17:10: De post-werk drukte is hier, de wachtkamer loopt vol. Ik help een collega met het maken van een EKG en bloedonderzoek bij een patiënt met diaphorese, kortademigheid en pijn op de borst.
18:15: Nog een paar patienten ontslagen, medicaties, beoordelingen volgen. De mogelijke appendectomie wordt naar de operatiekamer vervoerd voor de operatie, dus ik moet nog wat extra labonderzoeken doen en antibiotica inbrengen. Bijna klaar, gewoon blijven zwemmen!
18:36: Ik haast me naar de gang omdat mijn mobiele telefoon voor patiëntenzorg alarm slaat dat er een Code Stroke is in kamer 1. Ik haast me naar de kamer en mijn collega-verpleegkundigen en ik pakken snel een bloedsuiker, bevestigen de patiënt aan de monitor, voeren een EKG uit en beoordelen de patiënt volgens de NIH Stroke Scale. De patiënt heeft onduidelijke spraak en rechtszijdige zwakte, en de hoofdverpleegkundige brengt haar naar de CT voor beeldvorming. Als de patiënt in aanmerking komt voor het stolsel-remmende medicijn TPA, moet dit binnen 60 minuten worden toegediend om te voldoen aan de kernmaatstaf voor beroertes. Ik weet dat de patiënt bij mijn collega’s in goede handen is!
18:55: De dag doorgekomen zonder code. Tijd om verslag uit te brengen aan de inkomende nachtdienstverpleegkundige. Ik maak nog een laatste ronde langs mijn patiënten, controleer de vitale functies opnieuw en vertel ze dat ik wegga, maar dat ze in goede handen zijn bij de nachtzuster.

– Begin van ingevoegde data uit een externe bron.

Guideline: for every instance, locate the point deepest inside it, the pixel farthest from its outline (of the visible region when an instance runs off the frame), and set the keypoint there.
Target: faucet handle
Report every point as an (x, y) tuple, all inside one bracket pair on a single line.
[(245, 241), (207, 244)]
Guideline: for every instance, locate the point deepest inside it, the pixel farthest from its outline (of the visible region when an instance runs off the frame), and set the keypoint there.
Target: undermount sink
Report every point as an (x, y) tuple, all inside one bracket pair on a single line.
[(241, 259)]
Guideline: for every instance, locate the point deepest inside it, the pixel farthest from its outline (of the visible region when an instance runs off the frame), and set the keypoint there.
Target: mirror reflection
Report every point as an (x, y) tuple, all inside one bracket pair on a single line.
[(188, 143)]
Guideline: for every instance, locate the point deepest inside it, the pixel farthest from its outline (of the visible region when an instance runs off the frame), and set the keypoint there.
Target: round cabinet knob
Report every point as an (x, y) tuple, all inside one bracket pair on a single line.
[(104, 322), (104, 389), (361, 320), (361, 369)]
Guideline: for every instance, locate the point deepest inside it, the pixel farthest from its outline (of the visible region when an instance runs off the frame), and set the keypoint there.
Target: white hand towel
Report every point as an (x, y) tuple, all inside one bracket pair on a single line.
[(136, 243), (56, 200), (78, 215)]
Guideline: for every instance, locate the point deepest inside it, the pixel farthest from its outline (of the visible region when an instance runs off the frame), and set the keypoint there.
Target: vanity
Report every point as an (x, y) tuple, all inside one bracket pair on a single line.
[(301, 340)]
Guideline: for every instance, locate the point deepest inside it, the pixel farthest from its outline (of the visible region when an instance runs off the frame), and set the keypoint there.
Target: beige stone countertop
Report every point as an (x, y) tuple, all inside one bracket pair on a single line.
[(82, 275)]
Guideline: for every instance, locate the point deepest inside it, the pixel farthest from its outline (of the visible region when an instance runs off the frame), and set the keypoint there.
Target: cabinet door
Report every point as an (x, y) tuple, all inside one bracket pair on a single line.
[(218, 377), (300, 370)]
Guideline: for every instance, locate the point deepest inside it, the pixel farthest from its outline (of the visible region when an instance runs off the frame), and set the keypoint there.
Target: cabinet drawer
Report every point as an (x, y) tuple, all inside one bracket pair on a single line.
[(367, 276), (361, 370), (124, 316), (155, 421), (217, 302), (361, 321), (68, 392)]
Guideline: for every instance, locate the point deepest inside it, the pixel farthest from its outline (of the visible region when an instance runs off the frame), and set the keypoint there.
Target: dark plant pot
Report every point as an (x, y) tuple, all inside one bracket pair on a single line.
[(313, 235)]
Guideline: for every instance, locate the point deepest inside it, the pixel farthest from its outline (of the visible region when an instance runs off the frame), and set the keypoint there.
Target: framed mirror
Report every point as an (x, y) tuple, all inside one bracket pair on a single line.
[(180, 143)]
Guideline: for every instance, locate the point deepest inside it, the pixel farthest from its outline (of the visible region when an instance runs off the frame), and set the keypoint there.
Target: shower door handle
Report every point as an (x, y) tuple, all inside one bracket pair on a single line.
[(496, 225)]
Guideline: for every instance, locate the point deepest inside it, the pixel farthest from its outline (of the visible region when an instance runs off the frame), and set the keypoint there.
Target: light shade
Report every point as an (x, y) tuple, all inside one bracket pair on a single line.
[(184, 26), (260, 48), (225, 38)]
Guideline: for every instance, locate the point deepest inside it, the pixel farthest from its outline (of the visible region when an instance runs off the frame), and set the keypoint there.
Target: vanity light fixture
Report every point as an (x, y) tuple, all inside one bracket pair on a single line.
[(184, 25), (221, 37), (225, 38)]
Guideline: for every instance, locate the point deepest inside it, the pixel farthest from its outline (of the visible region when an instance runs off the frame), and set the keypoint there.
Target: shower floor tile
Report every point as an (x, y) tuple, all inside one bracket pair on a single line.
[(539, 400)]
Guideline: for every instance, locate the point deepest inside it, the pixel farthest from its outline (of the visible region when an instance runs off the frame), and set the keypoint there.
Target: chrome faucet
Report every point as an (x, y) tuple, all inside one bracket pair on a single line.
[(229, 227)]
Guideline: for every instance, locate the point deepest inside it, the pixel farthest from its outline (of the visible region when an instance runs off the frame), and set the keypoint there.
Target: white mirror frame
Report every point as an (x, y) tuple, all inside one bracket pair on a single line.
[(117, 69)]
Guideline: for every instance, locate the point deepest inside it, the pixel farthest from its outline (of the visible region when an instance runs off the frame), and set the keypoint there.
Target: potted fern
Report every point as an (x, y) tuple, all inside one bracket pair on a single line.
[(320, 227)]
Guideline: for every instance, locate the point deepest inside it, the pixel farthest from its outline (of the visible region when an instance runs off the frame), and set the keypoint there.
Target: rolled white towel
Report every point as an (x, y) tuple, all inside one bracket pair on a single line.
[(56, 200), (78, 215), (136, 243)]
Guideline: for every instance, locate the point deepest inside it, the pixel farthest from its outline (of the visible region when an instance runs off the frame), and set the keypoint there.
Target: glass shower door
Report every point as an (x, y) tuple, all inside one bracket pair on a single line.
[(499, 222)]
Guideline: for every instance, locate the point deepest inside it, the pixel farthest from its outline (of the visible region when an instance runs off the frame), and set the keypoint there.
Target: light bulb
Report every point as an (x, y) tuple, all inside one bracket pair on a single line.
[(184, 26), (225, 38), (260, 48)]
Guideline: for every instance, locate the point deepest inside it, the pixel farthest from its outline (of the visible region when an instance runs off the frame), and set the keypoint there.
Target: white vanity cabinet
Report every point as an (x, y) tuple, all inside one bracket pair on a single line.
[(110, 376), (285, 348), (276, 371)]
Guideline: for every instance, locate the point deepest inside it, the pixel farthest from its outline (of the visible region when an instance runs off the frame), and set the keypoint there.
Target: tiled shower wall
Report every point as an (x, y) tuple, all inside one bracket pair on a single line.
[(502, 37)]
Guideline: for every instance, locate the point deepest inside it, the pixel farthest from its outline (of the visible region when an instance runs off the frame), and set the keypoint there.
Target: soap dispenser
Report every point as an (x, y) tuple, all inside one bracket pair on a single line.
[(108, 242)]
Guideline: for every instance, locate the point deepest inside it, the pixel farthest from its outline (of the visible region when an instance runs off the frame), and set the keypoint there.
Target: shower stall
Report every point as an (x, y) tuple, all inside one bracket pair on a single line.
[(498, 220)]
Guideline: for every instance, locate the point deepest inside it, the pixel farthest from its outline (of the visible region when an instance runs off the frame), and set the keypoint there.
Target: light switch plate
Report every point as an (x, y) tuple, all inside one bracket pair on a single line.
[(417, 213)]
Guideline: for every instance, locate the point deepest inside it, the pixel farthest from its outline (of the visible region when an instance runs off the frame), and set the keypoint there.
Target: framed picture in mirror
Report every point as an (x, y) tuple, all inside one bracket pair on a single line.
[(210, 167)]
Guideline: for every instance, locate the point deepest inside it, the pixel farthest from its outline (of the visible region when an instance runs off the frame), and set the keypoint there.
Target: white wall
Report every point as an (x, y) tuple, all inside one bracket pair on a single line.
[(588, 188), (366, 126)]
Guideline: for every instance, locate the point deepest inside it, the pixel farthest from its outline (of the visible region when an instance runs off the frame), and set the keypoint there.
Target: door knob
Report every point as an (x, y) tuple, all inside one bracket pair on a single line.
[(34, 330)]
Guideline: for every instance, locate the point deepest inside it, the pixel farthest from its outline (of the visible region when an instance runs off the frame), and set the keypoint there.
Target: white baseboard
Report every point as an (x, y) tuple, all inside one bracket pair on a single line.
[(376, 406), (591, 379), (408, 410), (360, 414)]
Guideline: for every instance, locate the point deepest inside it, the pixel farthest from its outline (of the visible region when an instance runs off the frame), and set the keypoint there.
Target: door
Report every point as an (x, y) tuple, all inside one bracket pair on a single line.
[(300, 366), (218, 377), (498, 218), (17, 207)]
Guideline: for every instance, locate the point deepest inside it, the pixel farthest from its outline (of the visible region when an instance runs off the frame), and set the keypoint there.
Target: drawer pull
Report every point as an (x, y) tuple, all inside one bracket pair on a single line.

19:19: Klok uit. Ik loop naar mijn auto. Oef!
19:24: Als ik langs de hoofdingang van de SEH rijd, zie ik de hoofdpijnpatiënt die ik eerder had, weer naar binnen lopen. Ik overweeg even te stoppen, maar bedenk dat zijn symptomen niet zijn verdwenen en dat hij nu de LP wil. Ik bid dat hij geen meningitis heeft en rijd de campus uit. Weer een dag in de boeken, en morgen ben ik terug voor meer.